2010 is the year in which the Alexandru Ioan Cuza Royal Palace at Ruginoasa has reentered in the tourist circuit of Iasi County, after more than two years of restoration. It can be said that this very circuit has suffered given that this landmark is visited by hundreds, in their majority students and pupils. Moreover, it is an important place which talks about the personality that profoundly marked the national history of Romania and is a symbol for Moldavia and especially for the city of Iasi, where in 1860 the first institution of higher education of Romania was founded.

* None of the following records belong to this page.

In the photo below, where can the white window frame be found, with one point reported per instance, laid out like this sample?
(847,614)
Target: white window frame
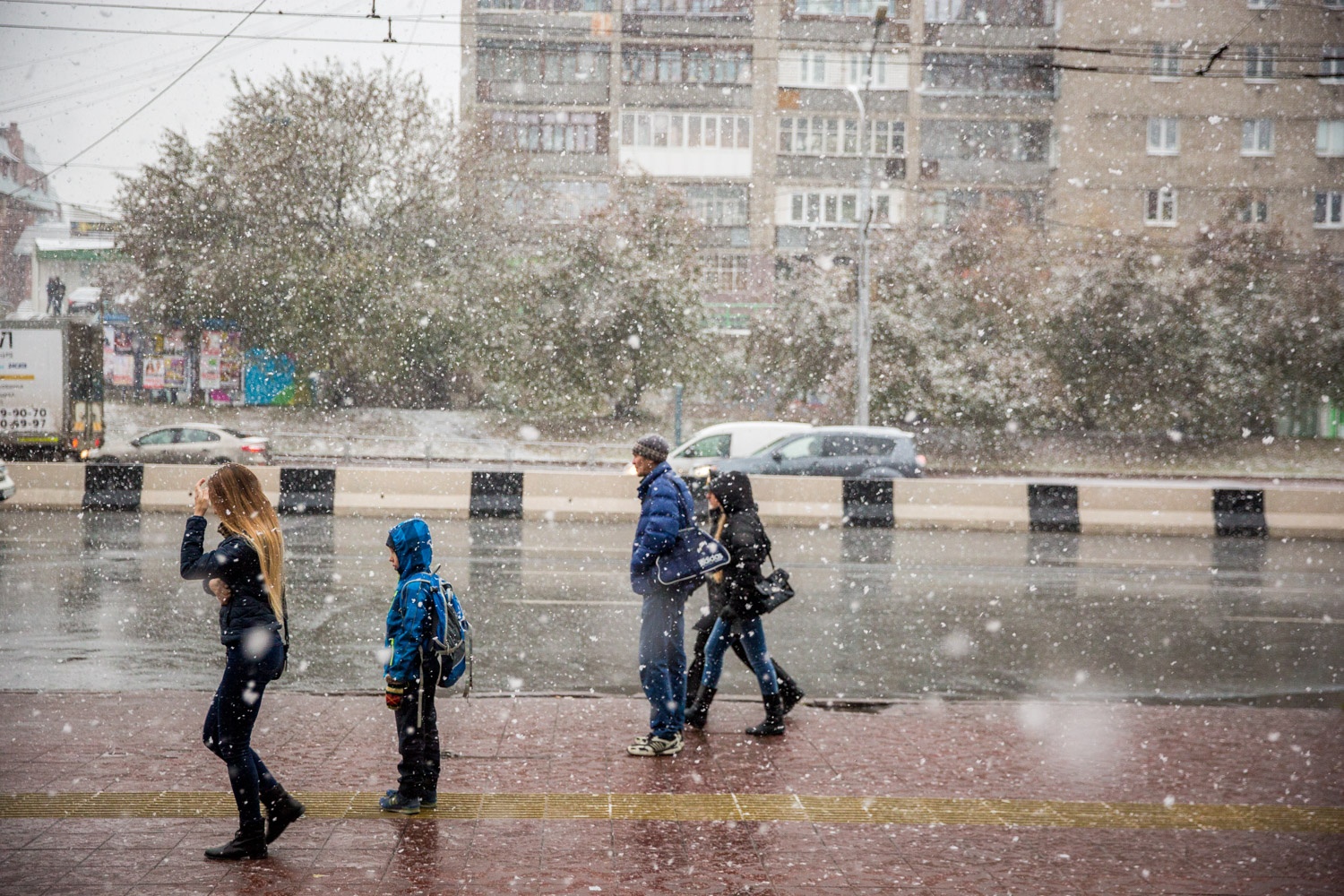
(1330,139)
(688,131)
(1166,62)
(1258,137)
(1163,136)
(1160,209)
(1254,211)
(1261,64)
(1332,203)
(1332,65)
(822,136)
(832,207)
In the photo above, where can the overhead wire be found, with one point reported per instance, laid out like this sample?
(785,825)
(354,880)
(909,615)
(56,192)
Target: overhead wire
(142,107)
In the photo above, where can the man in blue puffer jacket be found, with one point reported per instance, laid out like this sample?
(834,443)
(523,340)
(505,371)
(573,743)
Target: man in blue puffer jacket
(666,506)
(410,675)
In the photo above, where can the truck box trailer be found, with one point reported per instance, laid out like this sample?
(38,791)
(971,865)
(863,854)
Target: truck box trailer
(50,389)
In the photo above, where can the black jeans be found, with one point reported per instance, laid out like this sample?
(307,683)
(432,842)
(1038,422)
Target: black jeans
(417,735)
(228,732)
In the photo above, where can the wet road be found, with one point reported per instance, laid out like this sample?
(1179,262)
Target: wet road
(93,600)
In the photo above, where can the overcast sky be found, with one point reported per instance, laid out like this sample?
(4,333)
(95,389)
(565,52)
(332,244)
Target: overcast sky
(72,73)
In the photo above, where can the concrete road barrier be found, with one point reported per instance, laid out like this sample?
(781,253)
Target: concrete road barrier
(1088,506)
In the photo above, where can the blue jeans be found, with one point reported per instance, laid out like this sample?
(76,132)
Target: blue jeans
(753,640)
(228,732)
(663,659)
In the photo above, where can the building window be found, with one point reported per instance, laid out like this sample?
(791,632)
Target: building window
(1258,137)
(547,5)
(1160,210)
(685,65)
(711,8)
(831,136)
(690,131)
(832,207)
(1332,65)
(1330,209)
(1163,136)
(964,74)
(1253,211)
(838,69)
(1260,61)
(718,206)
(854,8)
(1330,139)
(535,64)
(550,132)
(1024,13)
(1166,61)
(728,273)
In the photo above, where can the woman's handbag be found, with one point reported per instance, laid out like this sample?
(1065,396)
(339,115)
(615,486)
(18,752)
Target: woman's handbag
(693,556)
(771,590)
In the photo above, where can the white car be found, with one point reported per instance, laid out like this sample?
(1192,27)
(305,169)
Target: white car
(722,441)
(185,444)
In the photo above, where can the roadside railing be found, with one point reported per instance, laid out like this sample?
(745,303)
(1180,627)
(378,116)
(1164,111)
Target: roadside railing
(362,449)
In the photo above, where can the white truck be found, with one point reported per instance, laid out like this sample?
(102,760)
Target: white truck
(50,389)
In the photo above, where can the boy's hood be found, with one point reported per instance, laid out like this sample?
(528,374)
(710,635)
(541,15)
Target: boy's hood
(411,543)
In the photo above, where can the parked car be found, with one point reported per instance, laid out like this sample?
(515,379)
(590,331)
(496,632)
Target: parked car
(854,452)
(722,441)
(187,444)
(7,487)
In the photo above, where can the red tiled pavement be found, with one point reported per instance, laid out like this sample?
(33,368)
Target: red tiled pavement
(1097,753)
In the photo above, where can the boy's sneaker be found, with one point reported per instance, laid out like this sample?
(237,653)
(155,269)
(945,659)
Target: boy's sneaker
(395,802)
(655,745)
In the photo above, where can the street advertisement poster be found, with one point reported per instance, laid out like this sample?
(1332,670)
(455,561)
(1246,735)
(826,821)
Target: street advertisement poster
(152,375)
(31,382)
(269,379)
(124,370)
(175,373)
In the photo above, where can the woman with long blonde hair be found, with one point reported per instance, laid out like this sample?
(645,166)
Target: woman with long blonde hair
(246,573)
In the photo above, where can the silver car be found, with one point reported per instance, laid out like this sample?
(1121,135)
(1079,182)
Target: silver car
(187,444)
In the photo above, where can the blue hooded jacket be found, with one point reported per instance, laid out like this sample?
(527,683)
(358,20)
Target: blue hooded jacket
(666,508)
(417,594)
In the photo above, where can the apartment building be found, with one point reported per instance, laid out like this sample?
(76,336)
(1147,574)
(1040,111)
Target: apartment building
(1085,116)
(1177,115)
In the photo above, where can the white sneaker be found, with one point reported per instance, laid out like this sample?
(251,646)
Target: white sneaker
(652,745)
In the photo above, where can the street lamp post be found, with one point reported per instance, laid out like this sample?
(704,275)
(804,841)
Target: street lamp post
(863,330)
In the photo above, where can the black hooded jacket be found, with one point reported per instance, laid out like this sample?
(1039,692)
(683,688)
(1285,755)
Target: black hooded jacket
(747,544)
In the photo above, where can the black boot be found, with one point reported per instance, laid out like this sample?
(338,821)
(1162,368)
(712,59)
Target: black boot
(249,842)
(789,691)
(281,813)
(773,723)
(699,710)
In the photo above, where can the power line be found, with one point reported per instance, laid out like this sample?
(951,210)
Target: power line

The Alexandru Ioan Cuza Royal Palace of Ruginoasa was built in 1811, and served for a long period as a residence, the one in which the ruler established his throne in Iasi. It is situated in fact at a distance of approximately 60 km from Iasi in a picturesque village. The architectural style in which it was built has changed through time. In the beginning it was constructed in the neoclassical one, after which it was remade in neogothic style, apparently on the wish of Elena, the ruler’s wife.
Of course today the Alexandru Ioan Cuza Royal Palace at Ruginoasa is a museum. It is, as it was mentioned before, an attraction for those that are still in school, for which it is an opportunity to learn more inventively and attractively a history lesson about the one who unified the Romanian Principalities under his unique governing in 1859.

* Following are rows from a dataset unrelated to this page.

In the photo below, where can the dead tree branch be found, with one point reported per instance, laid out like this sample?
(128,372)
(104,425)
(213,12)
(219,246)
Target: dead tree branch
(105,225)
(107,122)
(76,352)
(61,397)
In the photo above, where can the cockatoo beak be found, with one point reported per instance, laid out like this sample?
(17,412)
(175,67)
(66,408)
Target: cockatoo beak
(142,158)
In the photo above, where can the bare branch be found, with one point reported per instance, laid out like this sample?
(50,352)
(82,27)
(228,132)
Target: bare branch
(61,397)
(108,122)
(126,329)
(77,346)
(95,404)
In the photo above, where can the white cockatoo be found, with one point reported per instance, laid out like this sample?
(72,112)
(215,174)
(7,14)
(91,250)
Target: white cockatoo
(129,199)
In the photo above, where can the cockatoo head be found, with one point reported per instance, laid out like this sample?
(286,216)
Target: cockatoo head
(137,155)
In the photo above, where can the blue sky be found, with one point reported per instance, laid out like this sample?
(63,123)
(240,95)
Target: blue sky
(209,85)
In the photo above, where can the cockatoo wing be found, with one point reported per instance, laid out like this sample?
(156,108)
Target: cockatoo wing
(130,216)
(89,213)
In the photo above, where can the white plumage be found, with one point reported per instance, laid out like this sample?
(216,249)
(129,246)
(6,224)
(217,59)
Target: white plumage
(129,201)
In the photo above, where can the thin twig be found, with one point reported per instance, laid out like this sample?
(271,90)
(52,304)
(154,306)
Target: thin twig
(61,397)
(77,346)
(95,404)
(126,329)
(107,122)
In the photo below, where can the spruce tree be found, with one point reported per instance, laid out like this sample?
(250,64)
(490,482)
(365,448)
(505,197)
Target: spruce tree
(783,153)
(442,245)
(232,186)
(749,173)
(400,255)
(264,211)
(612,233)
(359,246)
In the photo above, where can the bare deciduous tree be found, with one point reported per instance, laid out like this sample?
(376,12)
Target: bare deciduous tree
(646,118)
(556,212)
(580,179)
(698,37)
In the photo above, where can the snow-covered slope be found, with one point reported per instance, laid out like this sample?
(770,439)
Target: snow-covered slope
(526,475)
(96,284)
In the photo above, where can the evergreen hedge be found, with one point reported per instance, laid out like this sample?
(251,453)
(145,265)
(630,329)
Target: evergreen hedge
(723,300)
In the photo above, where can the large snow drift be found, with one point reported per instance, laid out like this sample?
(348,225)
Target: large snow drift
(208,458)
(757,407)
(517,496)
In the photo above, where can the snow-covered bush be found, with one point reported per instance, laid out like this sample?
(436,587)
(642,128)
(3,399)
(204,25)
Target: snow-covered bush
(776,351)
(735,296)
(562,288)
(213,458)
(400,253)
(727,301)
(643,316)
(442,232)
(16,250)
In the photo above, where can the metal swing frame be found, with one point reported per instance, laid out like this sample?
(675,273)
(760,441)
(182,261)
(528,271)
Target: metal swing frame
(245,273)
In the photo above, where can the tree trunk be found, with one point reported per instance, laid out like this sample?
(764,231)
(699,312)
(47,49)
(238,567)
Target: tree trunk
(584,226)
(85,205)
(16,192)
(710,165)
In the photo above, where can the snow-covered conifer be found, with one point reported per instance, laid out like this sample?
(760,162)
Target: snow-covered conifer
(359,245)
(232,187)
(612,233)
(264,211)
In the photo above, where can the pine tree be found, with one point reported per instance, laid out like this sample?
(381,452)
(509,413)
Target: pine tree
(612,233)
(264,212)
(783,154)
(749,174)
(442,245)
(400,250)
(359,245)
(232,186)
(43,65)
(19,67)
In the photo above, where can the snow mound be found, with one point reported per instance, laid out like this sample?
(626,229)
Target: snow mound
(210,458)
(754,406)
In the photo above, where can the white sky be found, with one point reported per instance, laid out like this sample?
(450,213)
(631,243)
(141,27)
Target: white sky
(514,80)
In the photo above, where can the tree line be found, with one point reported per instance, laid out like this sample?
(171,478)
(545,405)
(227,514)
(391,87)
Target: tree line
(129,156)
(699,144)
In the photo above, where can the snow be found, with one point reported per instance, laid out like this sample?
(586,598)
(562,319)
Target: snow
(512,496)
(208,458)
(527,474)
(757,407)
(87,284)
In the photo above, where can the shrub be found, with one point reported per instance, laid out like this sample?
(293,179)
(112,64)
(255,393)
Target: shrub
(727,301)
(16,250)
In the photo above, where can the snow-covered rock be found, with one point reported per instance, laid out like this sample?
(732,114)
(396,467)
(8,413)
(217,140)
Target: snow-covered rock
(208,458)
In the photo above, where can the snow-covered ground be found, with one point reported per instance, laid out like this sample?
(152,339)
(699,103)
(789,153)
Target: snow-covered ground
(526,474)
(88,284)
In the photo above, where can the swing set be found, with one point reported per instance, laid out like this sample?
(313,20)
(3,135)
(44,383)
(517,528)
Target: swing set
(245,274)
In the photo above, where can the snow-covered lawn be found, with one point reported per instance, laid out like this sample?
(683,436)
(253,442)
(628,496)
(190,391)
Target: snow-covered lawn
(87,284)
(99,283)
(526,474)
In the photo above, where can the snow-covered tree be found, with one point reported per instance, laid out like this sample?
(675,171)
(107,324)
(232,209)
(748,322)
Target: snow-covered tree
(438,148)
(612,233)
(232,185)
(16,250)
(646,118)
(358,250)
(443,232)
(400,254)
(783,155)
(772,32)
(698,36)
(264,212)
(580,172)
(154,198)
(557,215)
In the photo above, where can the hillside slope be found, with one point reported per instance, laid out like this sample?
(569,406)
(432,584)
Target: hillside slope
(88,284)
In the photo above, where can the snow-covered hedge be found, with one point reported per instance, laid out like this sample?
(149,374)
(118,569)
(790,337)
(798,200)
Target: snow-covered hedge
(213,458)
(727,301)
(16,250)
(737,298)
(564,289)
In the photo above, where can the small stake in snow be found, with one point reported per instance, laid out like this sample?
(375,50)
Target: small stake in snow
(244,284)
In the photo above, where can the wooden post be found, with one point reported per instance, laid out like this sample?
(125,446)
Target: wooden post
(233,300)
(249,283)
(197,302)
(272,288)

This place is all the more important as in the church which was built in the courtyard of the palace the ruler himself was buried in 1873. This, even named the Royal Church, was constructed as well as the palace by Sandulache Sturdza, the one who held the function of treasurer. He is the owner of another castle, built near Ruginoasa and Iasi at Miclauseni.

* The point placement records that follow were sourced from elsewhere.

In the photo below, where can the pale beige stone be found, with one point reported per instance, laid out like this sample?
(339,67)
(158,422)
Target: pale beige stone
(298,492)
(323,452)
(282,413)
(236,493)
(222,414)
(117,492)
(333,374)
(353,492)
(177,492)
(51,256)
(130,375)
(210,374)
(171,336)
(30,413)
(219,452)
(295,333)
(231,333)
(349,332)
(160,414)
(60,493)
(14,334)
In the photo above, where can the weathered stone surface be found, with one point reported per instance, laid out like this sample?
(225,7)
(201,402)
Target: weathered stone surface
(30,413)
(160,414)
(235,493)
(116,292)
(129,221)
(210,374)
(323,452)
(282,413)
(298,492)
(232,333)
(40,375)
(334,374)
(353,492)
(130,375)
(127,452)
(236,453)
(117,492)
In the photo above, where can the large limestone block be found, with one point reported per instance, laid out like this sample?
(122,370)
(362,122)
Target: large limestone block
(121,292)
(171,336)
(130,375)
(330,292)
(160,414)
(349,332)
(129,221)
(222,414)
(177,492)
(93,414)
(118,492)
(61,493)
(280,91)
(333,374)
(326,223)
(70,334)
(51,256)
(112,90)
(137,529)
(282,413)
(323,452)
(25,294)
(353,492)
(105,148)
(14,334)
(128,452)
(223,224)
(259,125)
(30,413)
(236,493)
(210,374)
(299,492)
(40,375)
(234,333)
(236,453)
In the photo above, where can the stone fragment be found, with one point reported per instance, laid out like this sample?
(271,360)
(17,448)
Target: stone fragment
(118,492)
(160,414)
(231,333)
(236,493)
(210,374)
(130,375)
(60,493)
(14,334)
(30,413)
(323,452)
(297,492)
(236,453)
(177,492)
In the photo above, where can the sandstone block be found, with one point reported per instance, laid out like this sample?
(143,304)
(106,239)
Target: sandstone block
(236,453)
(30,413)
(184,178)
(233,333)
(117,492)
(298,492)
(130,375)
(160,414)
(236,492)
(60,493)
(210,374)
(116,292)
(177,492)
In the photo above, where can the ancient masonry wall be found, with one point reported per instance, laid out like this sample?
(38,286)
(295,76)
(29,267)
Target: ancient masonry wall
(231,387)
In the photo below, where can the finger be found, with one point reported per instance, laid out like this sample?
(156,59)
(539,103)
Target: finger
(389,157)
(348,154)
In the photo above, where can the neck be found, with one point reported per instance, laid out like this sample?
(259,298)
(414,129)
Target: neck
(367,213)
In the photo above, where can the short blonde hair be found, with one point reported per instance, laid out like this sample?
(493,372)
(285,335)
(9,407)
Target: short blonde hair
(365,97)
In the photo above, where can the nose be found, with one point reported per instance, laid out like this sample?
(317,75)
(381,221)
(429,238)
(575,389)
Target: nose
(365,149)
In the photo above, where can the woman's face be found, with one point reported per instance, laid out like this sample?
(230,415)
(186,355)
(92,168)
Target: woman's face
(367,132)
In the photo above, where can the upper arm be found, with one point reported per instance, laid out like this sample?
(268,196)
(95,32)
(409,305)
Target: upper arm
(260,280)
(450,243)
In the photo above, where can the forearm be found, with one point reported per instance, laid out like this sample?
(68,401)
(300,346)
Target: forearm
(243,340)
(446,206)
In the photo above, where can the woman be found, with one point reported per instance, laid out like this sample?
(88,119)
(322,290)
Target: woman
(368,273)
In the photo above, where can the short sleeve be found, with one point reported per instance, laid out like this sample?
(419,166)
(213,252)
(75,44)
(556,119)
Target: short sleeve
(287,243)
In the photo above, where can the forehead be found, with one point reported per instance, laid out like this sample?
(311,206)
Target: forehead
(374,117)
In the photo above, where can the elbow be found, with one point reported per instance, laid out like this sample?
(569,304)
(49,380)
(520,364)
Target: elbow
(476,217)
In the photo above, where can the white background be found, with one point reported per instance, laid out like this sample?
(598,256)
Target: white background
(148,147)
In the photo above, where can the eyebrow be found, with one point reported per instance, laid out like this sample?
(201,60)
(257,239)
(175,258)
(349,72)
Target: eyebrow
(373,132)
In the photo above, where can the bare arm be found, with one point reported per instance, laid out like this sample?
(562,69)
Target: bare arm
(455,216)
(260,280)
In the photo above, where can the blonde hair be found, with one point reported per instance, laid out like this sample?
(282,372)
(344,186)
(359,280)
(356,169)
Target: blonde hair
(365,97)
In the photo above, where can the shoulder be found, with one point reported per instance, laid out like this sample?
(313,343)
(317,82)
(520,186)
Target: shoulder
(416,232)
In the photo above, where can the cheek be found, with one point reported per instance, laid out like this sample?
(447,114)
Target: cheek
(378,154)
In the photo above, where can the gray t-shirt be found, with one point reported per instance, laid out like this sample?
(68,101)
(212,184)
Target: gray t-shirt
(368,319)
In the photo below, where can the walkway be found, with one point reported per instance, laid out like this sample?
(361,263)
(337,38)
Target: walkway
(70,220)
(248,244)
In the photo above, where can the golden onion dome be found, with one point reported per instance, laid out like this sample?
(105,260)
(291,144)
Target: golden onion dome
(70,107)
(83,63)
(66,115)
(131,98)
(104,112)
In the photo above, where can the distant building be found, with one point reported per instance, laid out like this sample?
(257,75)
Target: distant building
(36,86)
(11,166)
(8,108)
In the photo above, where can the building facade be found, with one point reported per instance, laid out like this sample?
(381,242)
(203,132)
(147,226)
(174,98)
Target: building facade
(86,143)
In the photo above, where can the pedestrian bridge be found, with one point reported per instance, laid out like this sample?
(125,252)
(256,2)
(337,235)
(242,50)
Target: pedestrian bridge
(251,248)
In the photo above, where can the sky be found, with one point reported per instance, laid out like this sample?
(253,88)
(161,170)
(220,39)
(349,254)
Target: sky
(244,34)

The period in which these two were constructed was a prosperous one for the court’s servants, as well as for Sandulache Sturdza. How does it end up belonging to the ruler? It seems that Sturdza had accumulated many debts and being unable to pay them, this palace was put up for sale for the recovery of these, this being the moment in which it passed in the property of Cuza, becoming the Alexandru Ioan Cuza Royal Palace at Ruginoasa.
The Cuza’s family move to this place was marked by an event in 1864, when important people, such as Cantacuzino, were invited to visit the palace. The guests were amazed by the wealth and pomp in which it is redecorated, many of the valuable objects or the canvases that adorned the rooms (as is the silk tapestry that dresses the walls) were brought from France. Today in the museum opened in this palace there are very few of the objects that belonged to the family. Many of the furniture pieces were destroyed during the Second World War. Actually in the same period the remains of the prince were unearthed and put in the Three Holy Hierarchs Church in Iasi where they still lie today.
To transform the Alexandru Ioan Cuza Royal Palace of Ruginoasa into a museum furniture pieces were reconstructed according to the existent models from other museums, models that belonged to the same period. Nowadays the ones that visit the palace will see the office in which the prince worked, a library, the living room, decorated in gothic style, a reception room, the lounge of lady Elena but also the bedroom and last but not least, the children’s room. In these chambers dinner sets can be admired for example, with glasses and plates engraved with emblem of United Romania. The initial architecture of the palace was made by Johan Freiwald, an important and well-known Viennese architect. The one who had the honour to redesign the building and to give it the gothic appearance was Johan Brandel.
The beauty of this place was never only due to the building, but the garden and the pond that were landscaped nearby also held an important role. Besides surrounding the building there were approximately 27 hectares that could be used at will. In the summer open air strolls were organized, but as time passed, Cuza ended up leasing a part of the estate. Of the initial surface only 14 hectares were recovered to this day.
This palace was left by Mrs. Cuza after the death of her husband, in 1883. She would only come back to bury one of her sons, who commited suicide because of unrequited love, next to his father. Eventually the palace would end up the propert of the only daughter in law of Elena Cuza, who was named Maria Moruzzi. Elena would become just a tolerated person here, which made her retire to Iasi and then Piatra Neamt, where she would live until her death.
This is how the vast amount of history and memories from the Alexandru Ioan Cuza Royal Palace at Rugionasa make it a magnificent place that is worth visiting.